Фигура в окне испуганно шарахнулась обратно в глубь комнаты. Свет погас.

А из глубины переулка снова застучал барабан. Мимо Тирея прошли солдаты с темноликим барабанщиком.

…У столба с раскачивающимся тёмным фонарём словно врос в землю гигантский полицейский.

– Где я? – кинулся к нему Давенат.

– Бродяга? – рявкнул полицейский.

– Нет, что вы… просто я…

Успокоенный приличной манерой Давената разговаривать и его костюмом, полицейский отдал честь:

– Город Гертон, смею доложить. Представитель гертонского управления полиции к вашим услугам, милорд!

Гигант осклабился.

А Тирей уже мчался по новому переулку.

Едва переводя дыхание, он робко стукнул в какую-то дверь. Дверь мгновенно открылась, словно его ждали.

Крошечный старичок с огромной подзорной трубой в руке стоял в проёме двери.

– Вы мне не откажите сказать, где я? Будьте добры! Пожалуйста!

– Как не стыдно! – покачал головой старичок. – Вы уже с полчаса, как барабаните во все двери Зурбагана. Я за вами внимательно наблюдал!

Старичок показал на подзорную трубу, ухмыльнулся и захлопнул дверь.

Из глубины переулка нарастала барабанная дробь. Мимо снова прошли те же солдаты с окаменевшими лицами и тот же странный барабанщик.

– Где я?! – крикнул Давенат в ночь.

– Это – Лисс! – свесилась над Давенатом с балкона девочка, чем-то напоминающая Элли. – Город Лисс!
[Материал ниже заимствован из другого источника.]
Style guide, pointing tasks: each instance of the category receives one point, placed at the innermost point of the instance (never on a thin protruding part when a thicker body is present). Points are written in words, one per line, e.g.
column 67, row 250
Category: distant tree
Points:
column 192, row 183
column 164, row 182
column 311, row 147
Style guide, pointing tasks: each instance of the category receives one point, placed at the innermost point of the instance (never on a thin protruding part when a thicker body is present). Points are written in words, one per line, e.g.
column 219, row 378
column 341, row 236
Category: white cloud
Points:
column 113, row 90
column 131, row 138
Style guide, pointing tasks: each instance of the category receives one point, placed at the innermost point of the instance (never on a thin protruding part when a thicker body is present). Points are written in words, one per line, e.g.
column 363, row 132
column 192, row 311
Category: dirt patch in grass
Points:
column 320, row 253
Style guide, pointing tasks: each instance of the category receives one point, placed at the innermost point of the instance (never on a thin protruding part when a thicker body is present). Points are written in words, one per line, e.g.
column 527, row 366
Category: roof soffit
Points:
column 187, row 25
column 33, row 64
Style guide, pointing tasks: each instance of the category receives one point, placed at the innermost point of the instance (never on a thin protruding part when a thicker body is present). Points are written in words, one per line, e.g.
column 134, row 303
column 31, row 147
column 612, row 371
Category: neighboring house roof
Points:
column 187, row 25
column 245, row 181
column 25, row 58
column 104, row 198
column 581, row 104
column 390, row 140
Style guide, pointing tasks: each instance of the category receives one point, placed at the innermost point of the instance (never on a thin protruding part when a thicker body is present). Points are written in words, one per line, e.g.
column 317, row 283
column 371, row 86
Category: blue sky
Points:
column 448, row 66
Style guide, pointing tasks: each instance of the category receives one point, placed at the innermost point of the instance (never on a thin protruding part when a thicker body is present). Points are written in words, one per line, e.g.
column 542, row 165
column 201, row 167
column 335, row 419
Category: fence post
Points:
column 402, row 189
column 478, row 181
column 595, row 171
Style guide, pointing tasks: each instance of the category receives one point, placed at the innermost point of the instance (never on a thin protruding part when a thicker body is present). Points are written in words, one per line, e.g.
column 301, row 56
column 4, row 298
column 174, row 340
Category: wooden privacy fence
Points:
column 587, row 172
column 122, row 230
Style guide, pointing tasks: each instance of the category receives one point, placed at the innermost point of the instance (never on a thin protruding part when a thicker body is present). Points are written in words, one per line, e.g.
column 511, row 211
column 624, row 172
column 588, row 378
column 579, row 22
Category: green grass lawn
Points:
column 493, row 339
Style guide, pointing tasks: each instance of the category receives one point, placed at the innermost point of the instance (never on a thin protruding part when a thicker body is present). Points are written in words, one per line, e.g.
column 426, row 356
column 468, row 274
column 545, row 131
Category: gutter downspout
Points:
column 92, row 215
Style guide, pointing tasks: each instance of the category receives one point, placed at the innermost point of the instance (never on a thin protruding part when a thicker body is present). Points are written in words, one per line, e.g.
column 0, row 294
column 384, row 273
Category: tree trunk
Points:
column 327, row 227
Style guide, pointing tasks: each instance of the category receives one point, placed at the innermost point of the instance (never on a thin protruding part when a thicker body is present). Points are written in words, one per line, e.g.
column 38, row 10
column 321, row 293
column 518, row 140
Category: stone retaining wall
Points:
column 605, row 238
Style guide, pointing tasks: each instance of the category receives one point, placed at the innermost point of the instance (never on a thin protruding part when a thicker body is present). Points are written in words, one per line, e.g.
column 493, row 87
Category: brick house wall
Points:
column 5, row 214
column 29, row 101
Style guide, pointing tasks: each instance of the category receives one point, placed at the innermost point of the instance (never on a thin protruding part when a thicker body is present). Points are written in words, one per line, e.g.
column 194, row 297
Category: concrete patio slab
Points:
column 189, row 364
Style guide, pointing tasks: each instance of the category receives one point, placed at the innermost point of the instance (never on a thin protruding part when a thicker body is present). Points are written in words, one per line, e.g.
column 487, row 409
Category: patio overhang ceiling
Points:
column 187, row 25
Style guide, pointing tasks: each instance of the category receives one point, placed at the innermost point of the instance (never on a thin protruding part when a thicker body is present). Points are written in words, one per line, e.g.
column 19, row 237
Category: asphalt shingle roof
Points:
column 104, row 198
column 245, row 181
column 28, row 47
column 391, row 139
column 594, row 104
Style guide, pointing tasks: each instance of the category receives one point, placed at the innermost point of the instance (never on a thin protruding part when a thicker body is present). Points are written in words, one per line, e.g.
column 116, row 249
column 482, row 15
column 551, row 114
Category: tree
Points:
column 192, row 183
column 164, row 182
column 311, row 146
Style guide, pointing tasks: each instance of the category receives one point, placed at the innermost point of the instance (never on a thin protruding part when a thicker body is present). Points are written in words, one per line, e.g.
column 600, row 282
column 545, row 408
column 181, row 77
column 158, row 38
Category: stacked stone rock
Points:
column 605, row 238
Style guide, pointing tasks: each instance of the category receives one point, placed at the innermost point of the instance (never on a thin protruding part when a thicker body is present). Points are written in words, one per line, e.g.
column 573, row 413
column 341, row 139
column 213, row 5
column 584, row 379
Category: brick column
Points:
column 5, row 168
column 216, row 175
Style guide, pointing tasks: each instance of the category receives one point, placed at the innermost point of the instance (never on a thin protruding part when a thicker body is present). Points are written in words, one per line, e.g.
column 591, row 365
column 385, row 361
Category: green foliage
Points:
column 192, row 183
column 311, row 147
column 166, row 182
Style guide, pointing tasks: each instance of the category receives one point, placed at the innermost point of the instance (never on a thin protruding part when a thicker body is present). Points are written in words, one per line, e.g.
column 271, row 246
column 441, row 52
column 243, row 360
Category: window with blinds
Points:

Разве не видно?

Девочка исчезла.

Тирей бросился в конец переулка, и…

Словно расступились дома.

Перед ним открылась в вечернем – или утреннем – озарении живая дорога между холмами, точно совпадающая с той, которую он видел на картине в гостиной Футроза.

Давенат пошёл по этой дороге: пути назад не было.

А над ним, словно продолжение странной песенки, что возникла в его ушах в доме Футроза, зазвучало:

…И тот, к кому пришла беда,
Дорогой той идёт,
Идёт Дорогой Никуда
И, всё-таки, – вперёд.
Ведь непременно впереди
Затеплится звезда.
Иди вперёд, вперёд иди,
Пусть даже – Никуда!..
* * *

Давенат шёл вперёд и… – никуда.

Звучала мелодия песни.

Ночь свалилась, точно ноша, с высоких холмов.

Дорога Никуда рассекла пустыню.

…Спина Давената сгорбилась под тяжестью упакованной палатки. Тирей последним тащится за уходящим экспедиционным отрядом.

…На Дорогу налетела пенная волна. Но не смыла её, и Дорога закачалась под прозрачной толщей морской воды.

…Спина Давената напряглась: его руки с трудом ворочают огромный штурвал белопарусного корабля.

Вода закипела. На плечи Давенату легли края штормовой зюйдвестки.

Ветер стал рвать паруса. Спина Давената качнулась вместе с кораблём…

Сделала полный оборот на экране и…

Теперь это спина альпиниста, врубающего ледоруб в наледь горы…

Гигантская фигура Давената занимает весь экран.

Внизу – города, которые он проходит.

Он шагает, как Гулливер среди лилипутских строений: ноги, не прикасаясь к мостовой, шагают по улицам, где дома доходят Тирею до щиколотки…

Через город, где майской зеленью кипят улицы…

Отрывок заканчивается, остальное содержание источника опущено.